John again urged her upstairs, and this time she obeyed him. They entered their bedroom; John shut and barred its door. He turned to close the curtains to the one window, and saw the creature which had been waiting for them.
It had been struck by one of the constables' musket balls; dark blood was winding down its pallid flesh. It was stooped but towered over them, emaciated yet also suggesting great strength. Its eyes, each as large as a normal man's head, were two great cloudy sacks, hanging from a head that had not grown since its infancy. Its hair was still wispy as corn silk.
Though the eyes had grown so much larger, its cadaverous body so much taller, Jane Thistle recognized her son, John Sadness, instantly.
"My boy!" she sobbed, spreading her arms. "My boy!"
It took a lurching step toward her, fingers three times longer than they should be curled into a skeleton's talons.
"No!" John Thistle cried, darting toward the small fireplace to seize up a poker. The creature fell upon his wife, and she struggled with it. But as Thistle raised the poker above his head, he realized that the thing had crumpled, and Jane was fighting to hold it up. John dropped the poker, and helped take hold of the scarecrow-like body, walked it to the bed with her, where they laid it down. The creature gurgled up at them. Its pendulous orbs were nothing like eyes, might have been blind. Maybe it was scent that had led it here. Or mere memory. But it reached up feebly, unerringly to Jane's face and stroked her cheek.
John took hold of its other hand and sat on the edge of his bed. In this bed, they had made this creature. Their son. John watched as his wife bent over John Sadness. Her tears fell upon its tiny face and great eyes as she kissed it, one last time, on the brow. Then, with a small contented shudder, the creature died.
A dozen townspeople had perished in the battle. None of these victims had been children, however, for which the townspeople were grateful.
All of the monstrosities that had disembarked from the ship were finally slaughtered. It took several days to track down the last of them in the woods. Whether there were more aboard the ship, or back on the island, no one could tell, but the strange vessel was gone by the time anyone returned to the beach.
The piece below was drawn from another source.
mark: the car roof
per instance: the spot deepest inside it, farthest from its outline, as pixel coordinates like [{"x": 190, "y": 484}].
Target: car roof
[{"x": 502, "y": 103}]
Sometimes Jane would stand at the spot where it had arrived, holding her husband's hand. There they would both look out across the black lake, staring at where the island must lie, as if hoping the mist would part, sunlight would beam down upon it. But it remained cloaked in its winding sheet of fog. And while most of the villagers no doubt gazed out at those waters in dread, Jane and John Thistle did so with tears in their eyes, and sad smiles on their lips.